In modern mathematical economics, many people in the rich world decided that we had finally devised a set of scientific tools that could really predict human behavior. These tools were supposed to be as reliable as those used in engineering. Having ushered scientific socialism into its grave at the Cold War’s end, we quickly found ourselves embracing another Science of Man.
Our new beliefs did not stem from some new experiment or unexpected observation, the way a real scientific paradigm shift does. Economists do not typically conduct experiments with real money. When they do, as when Nobel laureate Myron Scholes ran the hedge fund Long Term Capital Management (LTCM), the dangers often outweigh the benefits (a lesson we still don’t seem to have learned.) And, since almost every observation that economists make turns out in a way that wasn’t predicted, no unexpected observation could ever actually change an economic paradigm.
What really produced the change in economics that led to disaster was the simple fact that you could now get away with saying certain kinds of things in public. Some of us honestly thought that history was over. And after all, you can’t have a final, utopian society without having a final, scientific theory of human behavior, together with some mad scientists or philosophes to preside over the whole thing.
The problem is that, no matter how “scientifically” these new beliefs were formulated, they are still false. Capitalism is, among other things, a struggle between individual people over the control of scarce resources. Like boxing and poker, it is a soft, restrained, private form of warfare.

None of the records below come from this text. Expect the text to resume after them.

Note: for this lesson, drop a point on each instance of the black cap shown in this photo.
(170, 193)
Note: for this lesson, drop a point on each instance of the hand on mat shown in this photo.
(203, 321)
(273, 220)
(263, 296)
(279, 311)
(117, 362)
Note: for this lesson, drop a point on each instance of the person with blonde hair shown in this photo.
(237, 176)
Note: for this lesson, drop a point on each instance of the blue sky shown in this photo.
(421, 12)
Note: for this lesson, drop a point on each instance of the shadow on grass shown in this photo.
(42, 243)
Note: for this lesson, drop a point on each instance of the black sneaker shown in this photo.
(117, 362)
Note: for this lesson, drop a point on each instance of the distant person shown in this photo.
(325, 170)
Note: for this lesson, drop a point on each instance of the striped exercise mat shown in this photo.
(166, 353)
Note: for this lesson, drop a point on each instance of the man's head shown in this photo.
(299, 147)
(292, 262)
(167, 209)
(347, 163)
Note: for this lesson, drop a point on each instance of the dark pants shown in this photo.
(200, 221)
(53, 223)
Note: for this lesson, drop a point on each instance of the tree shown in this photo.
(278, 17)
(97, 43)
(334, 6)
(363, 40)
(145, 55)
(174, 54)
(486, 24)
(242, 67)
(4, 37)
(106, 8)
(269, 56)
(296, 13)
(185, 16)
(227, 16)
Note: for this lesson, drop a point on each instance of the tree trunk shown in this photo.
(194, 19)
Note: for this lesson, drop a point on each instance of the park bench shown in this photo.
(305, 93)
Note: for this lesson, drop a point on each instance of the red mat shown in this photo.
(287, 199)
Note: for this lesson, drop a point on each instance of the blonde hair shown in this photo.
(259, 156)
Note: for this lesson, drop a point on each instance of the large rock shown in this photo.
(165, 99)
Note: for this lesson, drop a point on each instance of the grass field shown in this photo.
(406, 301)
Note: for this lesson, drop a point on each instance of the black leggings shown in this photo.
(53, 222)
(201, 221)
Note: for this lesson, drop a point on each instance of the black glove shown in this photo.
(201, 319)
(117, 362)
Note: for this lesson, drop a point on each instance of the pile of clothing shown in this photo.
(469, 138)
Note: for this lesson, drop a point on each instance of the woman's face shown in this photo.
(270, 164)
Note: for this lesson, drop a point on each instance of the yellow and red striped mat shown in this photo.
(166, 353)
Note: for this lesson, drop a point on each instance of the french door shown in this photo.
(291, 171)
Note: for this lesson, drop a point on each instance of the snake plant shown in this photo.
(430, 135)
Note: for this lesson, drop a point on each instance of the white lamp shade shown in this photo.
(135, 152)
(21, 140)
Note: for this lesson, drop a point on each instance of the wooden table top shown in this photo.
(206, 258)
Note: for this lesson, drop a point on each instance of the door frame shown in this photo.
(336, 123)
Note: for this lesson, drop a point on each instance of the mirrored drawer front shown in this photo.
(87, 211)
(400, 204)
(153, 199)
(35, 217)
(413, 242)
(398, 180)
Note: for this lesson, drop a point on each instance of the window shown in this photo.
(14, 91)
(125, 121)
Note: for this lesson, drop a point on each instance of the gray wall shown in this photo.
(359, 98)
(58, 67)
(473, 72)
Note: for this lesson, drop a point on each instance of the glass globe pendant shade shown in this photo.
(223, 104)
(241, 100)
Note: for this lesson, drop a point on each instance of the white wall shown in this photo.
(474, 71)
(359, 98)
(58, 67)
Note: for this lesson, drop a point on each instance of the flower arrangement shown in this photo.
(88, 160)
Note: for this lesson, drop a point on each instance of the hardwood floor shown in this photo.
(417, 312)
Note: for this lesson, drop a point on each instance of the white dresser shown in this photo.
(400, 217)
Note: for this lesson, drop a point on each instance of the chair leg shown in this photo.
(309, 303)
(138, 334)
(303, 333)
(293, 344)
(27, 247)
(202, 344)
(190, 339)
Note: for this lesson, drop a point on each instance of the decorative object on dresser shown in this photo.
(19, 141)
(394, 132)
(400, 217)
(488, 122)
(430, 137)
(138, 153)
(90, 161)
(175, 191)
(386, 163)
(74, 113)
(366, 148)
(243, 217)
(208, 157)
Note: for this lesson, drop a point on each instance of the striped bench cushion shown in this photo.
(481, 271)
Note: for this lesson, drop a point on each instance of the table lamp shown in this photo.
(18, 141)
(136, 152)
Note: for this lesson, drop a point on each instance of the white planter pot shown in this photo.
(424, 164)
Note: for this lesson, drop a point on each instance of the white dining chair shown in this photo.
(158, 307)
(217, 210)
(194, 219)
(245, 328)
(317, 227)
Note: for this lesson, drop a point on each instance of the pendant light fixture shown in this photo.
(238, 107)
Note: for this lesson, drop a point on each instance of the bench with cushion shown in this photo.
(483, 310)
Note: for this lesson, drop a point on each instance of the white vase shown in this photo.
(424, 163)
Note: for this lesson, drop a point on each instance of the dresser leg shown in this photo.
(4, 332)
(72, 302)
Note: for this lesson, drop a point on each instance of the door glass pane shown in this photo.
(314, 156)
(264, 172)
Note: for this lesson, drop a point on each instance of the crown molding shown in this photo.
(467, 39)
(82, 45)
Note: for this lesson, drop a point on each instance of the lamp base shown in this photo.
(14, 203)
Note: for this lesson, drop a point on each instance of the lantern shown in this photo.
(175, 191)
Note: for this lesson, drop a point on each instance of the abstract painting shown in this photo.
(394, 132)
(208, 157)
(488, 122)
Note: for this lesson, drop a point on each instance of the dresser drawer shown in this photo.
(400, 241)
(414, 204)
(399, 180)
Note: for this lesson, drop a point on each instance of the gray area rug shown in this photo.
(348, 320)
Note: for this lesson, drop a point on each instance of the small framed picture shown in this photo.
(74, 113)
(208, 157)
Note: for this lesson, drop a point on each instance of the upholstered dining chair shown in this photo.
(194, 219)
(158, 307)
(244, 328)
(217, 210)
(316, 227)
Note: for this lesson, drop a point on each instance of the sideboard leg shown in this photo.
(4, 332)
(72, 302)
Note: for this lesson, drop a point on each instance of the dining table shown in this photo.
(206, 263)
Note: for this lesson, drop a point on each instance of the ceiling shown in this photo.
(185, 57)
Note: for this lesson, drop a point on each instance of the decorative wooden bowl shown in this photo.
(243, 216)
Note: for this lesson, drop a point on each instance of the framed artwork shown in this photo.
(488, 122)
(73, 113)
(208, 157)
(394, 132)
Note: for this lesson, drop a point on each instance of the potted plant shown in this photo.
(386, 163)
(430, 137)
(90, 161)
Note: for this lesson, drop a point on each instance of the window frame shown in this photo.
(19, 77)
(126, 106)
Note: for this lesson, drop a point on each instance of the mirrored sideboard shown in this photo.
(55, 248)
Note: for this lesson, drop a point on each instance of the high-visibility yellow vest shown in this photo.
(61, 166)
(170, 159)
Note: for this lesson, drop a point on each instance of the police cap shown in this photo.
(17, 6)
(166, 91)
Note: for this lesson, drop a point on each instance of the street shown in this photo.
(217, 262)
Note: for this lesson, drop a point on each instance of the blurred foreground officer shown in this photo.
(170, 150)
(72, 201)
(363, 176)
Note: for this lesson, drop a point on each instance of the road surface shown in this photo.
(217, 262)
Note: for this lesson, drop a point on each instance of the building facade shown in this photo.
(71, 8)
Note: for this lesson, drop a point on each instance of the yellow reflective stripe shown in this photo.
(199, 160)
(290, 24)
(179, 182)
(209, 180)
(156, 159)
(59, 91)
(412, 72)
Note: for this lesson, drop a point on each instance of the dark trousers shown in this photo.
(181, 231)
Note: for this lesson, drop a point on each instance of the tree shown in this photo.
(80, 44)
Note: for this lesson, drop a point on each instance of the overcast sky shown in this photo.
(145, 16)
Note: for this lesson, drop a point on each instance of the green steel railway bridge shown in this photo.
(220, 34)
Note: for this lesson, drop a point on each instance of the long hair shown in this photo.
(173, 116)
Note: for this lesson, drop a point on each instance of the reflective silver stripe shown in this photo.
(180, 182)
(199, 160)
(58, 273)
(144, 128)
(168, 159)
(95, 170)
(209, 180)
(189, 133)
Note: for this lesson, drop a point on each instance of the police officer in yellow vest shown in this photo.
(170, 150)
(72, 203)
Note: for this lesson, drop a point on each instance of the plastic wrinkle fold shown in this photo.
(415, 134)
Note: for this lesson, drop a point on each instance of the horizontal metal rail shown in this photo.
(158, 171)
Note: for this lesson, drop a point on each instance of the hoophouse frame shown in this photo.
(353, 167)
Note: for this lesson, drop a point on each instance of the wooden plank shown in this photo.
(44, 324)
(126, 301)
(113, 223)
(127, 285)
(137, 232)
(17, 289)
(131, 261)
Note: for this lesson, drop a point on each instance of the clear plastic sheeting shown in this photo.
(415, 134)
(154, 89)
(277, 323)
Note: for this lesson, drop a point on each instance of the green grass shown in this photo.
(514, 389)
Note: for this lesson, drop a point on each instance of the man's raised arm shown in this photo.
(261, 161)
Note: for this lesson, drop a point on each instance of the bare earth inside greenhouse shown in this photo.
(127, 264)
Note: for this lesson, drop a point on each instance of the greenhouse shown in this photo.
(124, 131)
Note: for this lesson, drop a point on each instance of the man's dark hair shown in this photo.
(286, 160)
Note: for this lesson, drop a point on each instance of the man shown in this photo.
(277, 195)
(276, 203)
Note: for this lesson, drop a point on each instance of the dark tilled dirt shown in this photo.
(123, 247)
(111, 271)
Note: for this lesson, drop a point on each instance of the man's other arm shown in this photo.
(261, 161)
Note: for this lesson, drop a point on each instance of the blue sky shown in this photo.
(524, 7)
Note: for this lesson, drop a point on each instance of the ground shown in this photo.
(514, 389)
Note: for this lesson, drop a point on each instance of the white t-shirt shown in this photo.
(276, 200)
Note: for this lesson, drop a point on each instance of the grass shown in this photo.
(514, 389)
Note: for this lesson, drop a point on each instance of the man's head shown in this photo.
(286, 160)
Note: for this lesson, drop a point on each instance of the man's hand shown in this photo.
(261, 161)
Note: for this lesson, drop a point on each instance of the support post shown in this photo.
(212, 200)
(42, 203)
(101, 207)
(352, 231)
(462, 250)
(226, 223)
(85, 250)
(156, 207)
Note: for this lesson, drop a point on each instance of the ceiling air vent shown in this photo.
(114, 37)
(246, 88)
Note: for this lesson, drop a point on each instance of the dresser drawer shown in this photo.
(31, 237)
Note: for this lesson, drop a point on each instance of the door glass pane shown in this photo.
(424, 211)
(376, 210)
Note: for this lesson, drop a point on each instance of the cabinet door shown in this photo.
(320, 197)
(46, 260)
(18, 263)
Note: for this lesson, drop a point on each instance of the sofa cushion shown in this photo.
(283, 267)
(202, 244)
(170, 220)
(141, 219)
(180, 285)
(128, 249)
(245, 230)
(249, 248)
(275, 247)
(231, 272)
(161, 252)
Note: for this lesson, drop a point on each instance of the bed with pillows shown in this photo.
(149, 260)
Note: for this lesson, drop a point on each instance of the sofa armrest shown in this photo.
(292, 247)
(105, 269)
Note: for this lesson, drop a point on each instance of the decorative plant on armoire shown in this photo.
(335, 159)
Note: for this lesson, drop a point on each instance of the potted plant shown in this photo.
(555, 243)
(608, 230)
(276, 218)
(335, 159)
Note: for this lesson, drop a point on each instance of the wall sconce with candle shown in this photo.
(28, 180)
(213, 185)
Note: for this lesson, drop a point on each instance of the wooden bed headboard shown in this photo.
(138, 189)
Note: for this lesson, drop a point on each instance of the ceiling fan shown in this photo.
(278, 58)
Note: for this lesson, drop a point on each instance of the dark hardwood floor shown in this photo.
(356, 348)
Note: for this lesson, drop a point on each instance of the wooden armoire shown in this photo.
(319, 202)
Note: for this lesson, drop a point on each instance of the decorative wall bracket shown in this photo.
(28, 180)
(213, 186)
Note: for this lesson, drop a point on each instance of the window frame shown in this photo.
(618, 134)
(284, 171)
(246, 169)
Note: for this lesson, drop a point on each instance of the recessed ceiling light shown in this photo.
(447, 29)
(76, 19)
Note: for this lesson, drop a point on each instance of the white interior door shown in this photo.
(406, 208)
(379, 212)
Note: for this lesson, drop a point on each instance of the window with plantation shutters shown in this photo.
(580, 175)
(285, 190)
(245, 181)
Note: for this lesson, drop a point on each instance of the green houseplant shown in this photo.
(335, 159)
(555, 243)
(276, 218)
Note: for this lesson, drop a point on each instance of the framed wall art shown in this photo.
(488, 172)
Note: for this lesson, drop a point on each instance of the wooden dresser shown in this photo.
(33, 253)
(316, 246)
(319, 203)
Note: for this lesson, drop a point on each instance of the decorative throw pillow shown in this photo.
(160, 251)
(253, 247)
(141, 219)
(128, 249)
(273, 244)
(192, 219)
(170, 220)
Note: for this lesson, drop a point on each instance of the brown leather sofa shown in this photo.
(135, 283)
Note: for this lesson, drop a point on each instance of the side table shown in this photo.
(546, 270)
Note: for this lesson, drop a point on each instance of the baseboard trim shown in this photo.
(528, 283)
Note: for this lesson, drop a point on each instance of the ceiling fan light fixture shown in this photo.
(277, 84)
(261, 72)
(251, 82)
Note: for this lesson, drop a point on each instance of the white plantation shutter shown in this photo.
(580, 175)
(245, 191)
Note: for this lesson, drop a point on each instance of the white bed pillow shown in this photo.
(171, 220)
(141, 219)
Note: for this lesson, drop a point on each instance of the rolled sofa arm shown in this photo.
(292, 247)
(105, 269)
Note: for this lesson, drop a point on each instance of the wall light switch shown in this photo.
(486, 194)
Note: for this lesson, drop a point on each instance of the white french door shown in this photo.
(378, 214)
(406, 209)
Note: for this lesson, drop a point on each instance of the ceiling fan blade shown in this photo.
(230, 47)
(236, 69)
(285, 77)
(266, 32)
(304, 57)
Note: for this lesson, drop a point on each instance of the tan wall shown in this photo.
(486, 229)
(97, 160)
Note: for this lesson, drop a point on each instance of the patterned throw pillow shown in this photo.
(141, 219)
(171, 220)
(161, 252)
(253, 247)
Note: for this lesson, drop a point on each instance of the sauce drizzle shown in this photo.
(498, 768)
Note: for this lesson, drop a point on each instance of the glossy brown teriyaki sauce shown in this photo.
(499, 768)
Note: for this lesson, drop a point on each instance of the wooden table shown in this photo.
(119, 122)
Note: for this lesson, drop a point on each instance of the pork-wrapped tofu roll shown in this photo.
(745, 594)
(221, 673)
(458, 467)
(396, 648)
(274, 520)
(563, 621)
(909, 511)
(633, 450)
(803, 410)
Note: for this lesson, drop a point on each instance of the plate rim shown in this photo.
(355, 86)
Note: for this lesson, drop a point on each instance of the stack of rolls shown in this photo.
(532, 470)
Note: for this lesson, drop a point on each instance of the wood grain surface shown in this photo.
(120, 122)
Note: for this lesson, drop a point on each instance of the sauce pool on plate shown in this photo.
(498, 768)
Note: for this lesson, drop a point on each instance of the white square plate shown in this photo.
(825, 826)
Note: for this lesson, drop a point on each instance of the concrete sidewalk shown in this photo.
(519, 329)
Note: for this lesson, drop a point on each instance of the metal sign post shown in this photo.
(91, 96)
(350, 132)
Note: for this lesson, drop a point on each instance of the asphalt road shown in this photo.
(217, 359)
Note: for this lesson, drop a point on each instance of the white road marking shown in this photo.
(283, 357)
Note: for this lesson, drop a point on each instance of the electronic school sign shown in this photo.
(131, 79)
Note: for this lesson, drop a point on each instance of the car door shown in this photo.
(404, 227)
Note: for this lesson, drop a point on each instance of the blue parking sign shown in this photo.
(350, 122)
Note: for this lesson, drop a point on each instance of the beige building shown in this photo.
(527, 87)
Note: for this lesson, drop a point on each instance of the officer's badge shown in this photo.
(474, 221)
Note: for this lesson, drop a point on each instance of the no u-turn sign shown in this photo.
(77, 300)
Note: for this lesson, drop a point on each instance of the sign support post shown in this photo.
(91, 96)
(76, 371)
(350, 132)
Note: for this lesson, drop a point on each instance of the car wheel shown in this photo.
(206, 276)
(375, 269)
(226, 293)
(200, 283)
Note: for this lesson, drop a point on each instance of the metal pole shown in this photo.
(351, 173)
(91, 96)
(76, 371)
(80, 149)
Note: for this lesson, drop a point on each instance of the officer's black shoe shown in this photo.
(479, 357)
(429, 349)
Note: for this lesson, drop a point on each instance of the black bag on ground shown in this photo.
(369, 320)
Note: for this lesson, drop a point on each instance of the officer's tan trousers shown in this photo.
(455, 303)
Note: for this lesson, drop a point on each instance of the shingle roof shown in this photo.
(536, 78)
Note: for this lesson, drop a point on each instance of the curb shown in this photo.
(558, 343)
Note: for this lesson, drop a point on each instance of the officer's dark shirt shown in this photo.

Military strategists have known for centuries that there is, and can be, no final science of war. In a real struggle over things that actually matter, we must assume that we are up against thinking opponents, who may understand some things about us that we don’t know about ourselves. For example, if profit can be made by understanding the model behind a policy, as is surely the case with the models used by the US Federal Reserve, sooner or later so much capital will seek that profit that the tail will begin to wag the dog, as has been happening lately.
The truth is that such models are most useful when they are little known or not universally believed. They progressively lose their predictive value as we all accept and begin to bet on them. But there can be no real predictive science for a system that may change its behavior if we publish a model of it.
Markets might once have been fairly efficient before we had the theory of efficient markets. If investing is simply a matter of allocating money to an index, however, liquidity becomes the sole determinant of prices and valuations go haywire. When a substantial fraction of market participants are simply buying the index, the market’s role in ensuring good corporate governance also disappears.
The formation of large bubbles in recent decades was partly a consequence of the commonness and incorrigibility of the belief that no such thing could ever happen. Our collective belief that markets are efficient helped make them wildly inefficient.